Another development has come in Central and Southeastern Europe: the resignation of Hoyt Brian Yee as deputy assistant secretary at the State Department’s European Bureau. Though a DAS, as they are known, doesn’t traditionally wield immense influence, the power vacuum that existed at State for much of 2017 left Yee to pursue policies that conservative leaders in those countries said were biased toward them.
But times are changing at State. A leaked memo from Secretary of State Rex Tillerson’s director for policy planning, Brian Hook, put the coming about-face this way:
One useful guideline for a realistic and successful foreign policy is that allies should be treated differently—and better—than adversaries. Otherwise, we end up with more adversaries, and fewer allies. The classic dilemma of balancing ideals and interests is with regard to America’s allies. In relation to our competitors, there is far less of a dilemma. We do not look to bolster America’s adversaries overseas; we look to pressure, compete with, and outmaneuver them. For this reason, we should consider human rights as an important issue in regard to U.S. relations with China, Russia, North Korea and Iran. And this is not only because of moral concern for practices inside those countries. It is also because pressing those regimes on human rights is one way to impose costs, apply counter-pressure, and regain the initiative from them strategically.
All this is a far cry from business as usual for the past nine years. In the Obama era, our ambassador in Warsaw went out of his way to criticize the conservative Polish government, alienating Polish officials. For years now, the U.S. Embassy has promoted same-sex marriage, irritating many in Duda’s pro-Catholic party, PiS.
Obama’s assistant secretary of state for Europe, Victoria Nuland, harshly criticized NATO ally Hungary, speaking once of the “twin cancers of democratic backsliding and corruption” which create “wormholes that undermine their nations’ security.”
Hungarian foreign minister Péter Szijjártó revealed at a Heritage event last year that in a 2014 meeting, Nuland “threw” at him a piece of paper with a list of requirements that the Orban government would have to meet before the administration would formally meet with the Hungarian government. Included, according to Szijjártó, were invasive demands that this U.S. ally change the constitution and laws on media, elections, regulation of churches and constitutional courts.
“Nulandism,” as the doctrine has been called, will be reversed with Hookism, we have been told. For some, such as Macedonia’s conservative and pro-American party VMRO, it is too late. They were left out of government following interference there by our embassy.

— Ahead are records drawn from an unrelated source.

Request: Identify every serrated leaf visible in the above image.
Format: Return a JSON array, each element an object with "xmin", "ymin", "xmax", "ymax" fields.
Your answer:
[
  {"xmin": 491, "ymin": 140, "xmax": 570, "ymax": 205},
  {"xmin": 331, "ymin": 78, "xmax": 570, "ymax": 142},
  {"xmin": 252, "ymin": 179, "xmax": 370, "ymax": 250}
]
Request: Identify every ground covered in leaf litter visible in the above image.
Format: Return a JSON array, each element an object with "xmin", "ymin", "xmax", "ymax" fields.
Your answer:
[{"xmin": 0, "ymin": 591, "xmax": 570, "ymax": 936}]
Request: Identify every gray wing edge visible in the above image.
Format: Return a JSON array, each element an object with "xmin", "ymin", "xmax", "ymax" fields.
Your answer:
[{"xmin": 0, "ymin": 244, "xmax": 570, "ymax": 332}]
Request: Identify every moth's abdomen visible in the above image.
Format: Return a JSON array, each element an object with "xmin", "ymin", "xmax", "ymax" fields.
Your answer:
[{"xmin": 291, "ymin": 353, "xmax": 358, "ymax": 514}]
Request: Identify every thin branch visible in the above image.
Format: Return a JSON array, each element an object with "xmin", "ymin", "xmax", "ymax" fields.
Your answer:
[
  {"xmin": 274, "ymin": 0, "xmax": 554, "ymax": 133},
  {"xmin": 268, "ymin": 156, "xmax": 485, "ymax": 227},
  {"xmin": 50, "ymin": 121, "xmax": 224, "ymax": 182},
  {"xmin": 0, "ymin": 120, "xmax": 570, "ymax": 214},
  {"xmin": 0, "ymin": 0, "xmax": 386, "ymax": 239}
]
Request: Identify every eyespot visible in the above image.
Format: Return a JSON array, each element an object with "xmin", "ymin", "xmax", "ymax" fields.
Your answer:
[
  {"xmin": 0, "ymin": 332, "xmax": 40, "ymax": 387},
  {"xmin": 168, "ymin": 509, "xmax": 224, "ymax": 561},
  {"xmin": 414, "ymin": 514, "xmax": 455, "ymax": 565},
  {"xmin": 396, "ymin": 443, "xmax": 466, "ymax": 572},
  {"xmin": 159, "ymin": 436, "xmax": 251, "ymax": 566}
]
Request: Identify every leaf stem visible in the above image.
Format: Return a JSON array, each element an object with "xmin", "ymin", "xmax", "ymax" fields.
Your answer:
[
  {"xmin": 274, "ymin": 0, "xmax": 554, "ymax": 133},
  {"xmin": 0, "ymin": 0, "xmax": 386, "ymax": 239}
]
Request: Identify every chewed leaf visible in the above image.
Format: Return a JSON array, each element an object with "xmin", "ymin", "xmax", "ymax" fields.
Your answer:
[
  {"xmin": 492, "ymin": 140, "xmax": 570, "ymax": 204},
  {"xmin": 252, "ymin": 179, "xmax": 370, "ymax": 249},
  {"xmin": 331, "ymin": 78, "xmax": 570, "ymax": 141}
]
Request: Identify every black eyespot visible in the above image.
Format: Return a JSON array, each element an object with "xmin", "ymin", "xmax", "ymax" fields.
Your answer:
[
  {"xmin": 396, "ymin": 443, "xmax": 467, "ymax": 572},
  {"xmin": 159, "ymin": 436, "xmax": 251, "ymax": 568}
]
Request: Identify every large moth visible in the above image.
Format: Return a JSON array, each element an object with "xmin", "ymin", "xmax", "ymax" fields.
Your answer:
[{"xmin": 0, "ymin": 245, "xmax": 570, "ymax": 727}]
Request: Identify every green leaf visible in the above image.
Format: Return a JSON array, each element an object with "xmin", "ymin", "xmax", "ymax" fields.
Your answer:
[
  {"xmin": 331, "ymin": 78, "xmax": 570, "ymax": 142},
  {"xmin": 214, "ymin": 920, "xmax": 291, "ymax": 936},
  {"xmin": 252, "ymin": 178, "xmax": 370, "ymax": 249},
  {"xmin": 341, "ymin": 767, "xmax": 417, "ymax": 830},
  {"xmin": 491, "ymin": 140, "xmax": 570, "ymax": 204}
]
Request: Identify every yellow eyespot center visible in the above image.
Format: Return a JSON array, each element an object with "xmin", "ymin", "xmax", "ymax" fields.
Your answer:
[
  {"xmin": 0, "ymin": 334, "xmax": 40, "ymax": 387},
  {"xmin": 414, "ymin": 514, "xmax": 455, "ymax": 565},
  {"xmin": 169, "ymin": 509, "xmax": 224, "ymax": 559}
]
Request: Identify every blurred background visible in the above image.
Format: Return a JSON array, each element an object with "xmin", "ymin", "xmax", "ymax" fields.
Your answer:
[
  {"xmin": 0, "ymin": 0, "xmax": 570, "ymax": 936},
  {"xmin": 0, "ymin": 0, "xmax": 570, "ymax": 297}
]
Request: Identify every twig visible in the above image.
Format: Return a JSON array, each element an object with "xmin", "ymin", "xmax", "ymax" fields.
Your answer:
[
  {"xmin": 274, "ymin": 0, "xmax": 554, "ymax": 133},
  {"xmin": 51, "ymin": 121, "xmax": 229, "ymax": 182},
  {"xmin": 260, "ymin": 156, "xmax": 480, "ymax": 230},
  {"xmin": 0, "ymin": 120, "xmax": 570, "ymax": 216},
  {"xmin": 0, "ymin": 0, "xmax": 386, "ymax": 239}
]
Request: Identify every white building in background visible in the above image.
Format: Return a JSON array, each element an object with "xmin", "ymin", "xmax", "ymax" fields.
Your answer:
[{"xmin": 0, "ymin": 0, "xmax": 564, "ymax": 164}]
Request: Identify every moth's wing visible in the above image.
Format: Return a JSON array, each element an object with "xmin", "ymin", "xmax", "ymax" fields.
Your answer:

But the United States can still help by replacing the U.S. ambassador in Skojpe, whom conservatives have also accused of supporting secularism and the erosion of Macedonian identity.
Stopping all our embassies from promoting a progressive agenda that often alienates the most conservative—and traditional pro-American—members of society will be harder, however. Often times such support involves official aid to foreign NGOs that also receive aid from George Soros’s progressive network that operates in 140 countries around the world.
The National Security Strategy recently released by the Trump administration emphasizes issues that are truly critical to U.S. national security, giving hope that foreign policy will no longer be about forcing the world to comply with the policy agendas of big liberal donors such as George Soros and Tom Steyer.
Keeping track of what hundreds of embassy, consular and USAID officials are doing, and determining whether it really supports U.S. national-security goals, is no small job. It requires a level of scrutiny and discernment that can be achieved only if the administration puts a sufficient number of many political appointees in place and those appointees truly care about critical national-security issues.
The sooner sufficient political guidance is in place, the better.
Mike Gonzalez is a senior fellow in The Heritage Foundation’s Davis Institute for International Studies.